Mardi 7 mai : des étudiants occupent un bâtiment de l’Université libre de Bruxelles (ULB) en solidarité avec les Palestinien·nes de Gaza. Mardi 25 juin : fin de l’occupation. Elle aura duré six semaines et provoqué toute la gamme des réactions, allant du soutien enthousiaste à l’hostilité franche, à l’intérieur de l’université et en dehors.
En revenant sur cette action, c’est l’occasion d’explorer quelques non-dits qui parasitent le mouvement de solidarité avec la cause palestinienne et qui affleurent régulièrement.
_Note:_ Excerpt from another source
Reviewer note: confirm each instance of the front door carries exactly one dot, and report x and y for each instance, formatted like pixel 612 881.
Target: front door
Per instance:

D’abord mon sentiment sur l’action elle-même [1]. Sur le principe : bravo. Cette action, comme d’autres du même type de par le monde, s’est inscrite dans le fil d’une générosité étudiante qui, tout au long de l’Histoire, n’a jamais failli quand il fallait prendre fait et cause en faveur d’un peuple luttant pour ses droits. Depuis des décennies, le peuple palestinien fait face à l’armée surpuissante d’un État arrimé au « monde occidental » – le nôtre – et agissant avec son approbation au moins tacite. Car, pour ce qui nous concerne, l’Union européenne n’a jamais démenti son alliance de fer avec Israël. Malgré son gouvernement d’extrême droite qui ne cache plus son jeu. Malgré la colonisation galopante qui n’a pas attendu ce gouvernement pour être mise en œuvre. Malgré l’apartheid à l’encontre du peuple palestinien dénoncé par les plus prestigieuses organisations de droits humains. Et, aujourd’hui, malgré Gaza et un « risque de génocide » relevé par la Cour internationale de Justice de La Haye [2].
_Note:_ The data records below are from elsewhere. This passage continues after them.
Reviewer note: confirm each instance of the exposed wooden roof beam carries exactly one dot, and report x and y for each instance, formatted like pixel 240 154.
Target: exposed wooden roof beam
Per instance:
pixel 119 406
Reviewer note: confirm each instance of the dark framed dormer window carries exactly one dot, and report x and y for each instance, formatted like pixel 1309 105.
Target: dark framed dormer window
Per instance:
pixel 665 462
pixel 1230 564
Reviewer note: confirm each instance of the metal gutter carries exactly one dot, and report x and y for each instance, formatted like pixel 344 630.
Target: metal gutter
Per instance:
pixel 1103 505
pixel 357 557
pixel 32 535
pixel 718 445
En revanche, sous la signature de l’Université populaire de Bruxelles, les occupants ont eu recours à un arsenal argumentaire qui me pose question. Le mouvement national palestinien n’est pas monolithique, et c’est heureux. À côté de l’Autorité palestinienne et du Hamas qui sont l’un comme l’autre plus du côté du problème que de la solution, il y a toute une gamme de sensibilités dans une société civile palestinienne très vivante et trop peu connue. Le mouvement de solidarité avec la cause palestinienne est tout aussi diversifié. Il est plombé par quelques désaccords qu’il devrait être possible de discuter tout en préservant son cadre unitaire et, surtout, sans perdre de vue l’objectif de ce mouvement en tant qu’acteur opérant loin du théâtre des opérations.
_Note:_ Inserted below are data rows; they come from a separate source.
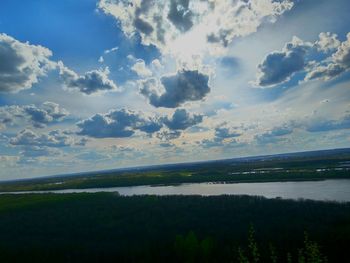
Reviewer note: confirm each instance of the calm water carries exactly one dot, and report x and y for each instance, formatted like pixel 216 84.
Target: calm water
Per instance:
pixel 334 190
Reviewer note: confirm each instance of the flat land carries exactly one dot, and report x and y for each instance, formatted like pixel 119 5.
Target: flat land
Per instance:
pixel 334 164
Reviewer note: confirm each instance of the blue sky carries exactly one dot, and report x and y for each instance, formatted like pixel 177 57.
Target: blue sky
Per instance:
pixel 101 84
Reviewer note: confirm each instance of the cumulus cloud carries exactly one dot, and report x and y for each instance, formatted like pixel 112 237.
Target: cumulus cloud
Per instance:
pixel 225 132
pixel 177 89
pixel 335 65
pixel 54 138
pixel 182 119
pixel 167 135
pixel 140 69
pixel 280 66
pixel 40 116
pixel 223 137
pixel 21 64
pixel 276 134
pixel 328 72
pixel 165 23
pixel 91 82
pixel 117 124
pixel 327 42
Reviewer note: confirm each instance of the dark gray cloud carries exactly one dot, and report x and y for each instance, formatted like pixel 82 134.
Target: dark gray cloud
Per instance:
pixel 21 64
pixel 339 61
pixel 223 137
pixel 166 135
pixel 279 66
pixel 118 123
pixel 91 82
pixel 182 119
pixel 184 86
pixel 224 133
pixel 161 22
pixel 330 71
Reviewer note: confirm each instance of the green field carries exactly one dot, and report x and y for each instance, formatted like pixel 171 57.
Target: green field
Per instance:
pixel 105 227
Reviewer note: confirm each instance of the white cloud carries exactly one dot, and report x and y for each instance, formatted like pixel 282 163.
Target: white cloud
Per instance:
pixel 186 28
pixel 21 64
pixel 140 69
pixel 91 82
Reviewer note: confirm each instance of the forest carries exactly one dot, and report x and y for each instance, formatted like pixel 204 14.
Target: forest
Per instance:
pixel 107 227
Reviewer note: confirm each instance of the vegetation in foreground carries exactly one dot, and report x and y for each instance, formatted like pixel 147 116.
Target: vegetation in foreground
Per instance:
pixel 105 227
pixel 298 167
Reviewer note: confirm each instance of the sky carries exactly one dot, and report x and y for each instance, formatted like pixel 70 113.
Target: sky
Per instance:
pixel 100 84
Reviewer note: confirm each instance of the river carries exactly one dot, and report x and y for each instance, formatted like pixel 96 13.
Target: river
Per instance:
pixel 330 190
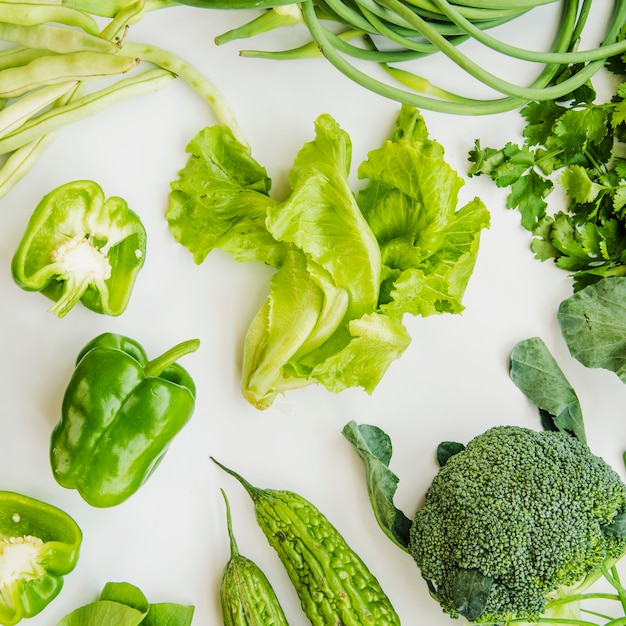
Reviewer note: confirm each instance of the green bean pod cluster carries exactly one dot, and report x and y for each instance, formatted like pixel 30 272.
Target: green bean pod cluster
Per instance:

L'objectif de la solidarité
Quel est cet objectif ? Il s’agit de gagner la bataille de l’opinion publique en vue d’influencer nos gouvernants complices ou passifs et, par ricochet, la situation sur place. Ce n’est qu’ainsi qu’il sera possible de rééquilibrer par l’extérieur un rapport de forces qui, sur le terrain, reste très défavorable à la cause palestinienne. Mais pour la gagner, il faut impérativement comprendre la première règle des batailles d’opinion : on ne peut faire bouger les lignes que si on arrive à faire basculer les hésitants ; et, pour cela, il faut comprendre les mobiles de leurs hésitations et être capables d’y répondre. Il faut donc s’attacher à défaire les ressorts qui font de l’Europe un allié indéfectible d’Israël. Certains de ces ressorts renvoient à la culpabilité européenne d’avoir laissé la Shoah se commettre sur son sol, culpabilité qu’elle expie sur le dos du peuple palestinien. Cette culpabilité ne va pas s’évaporer d’un coup, même si elle s’érode au fil des générations.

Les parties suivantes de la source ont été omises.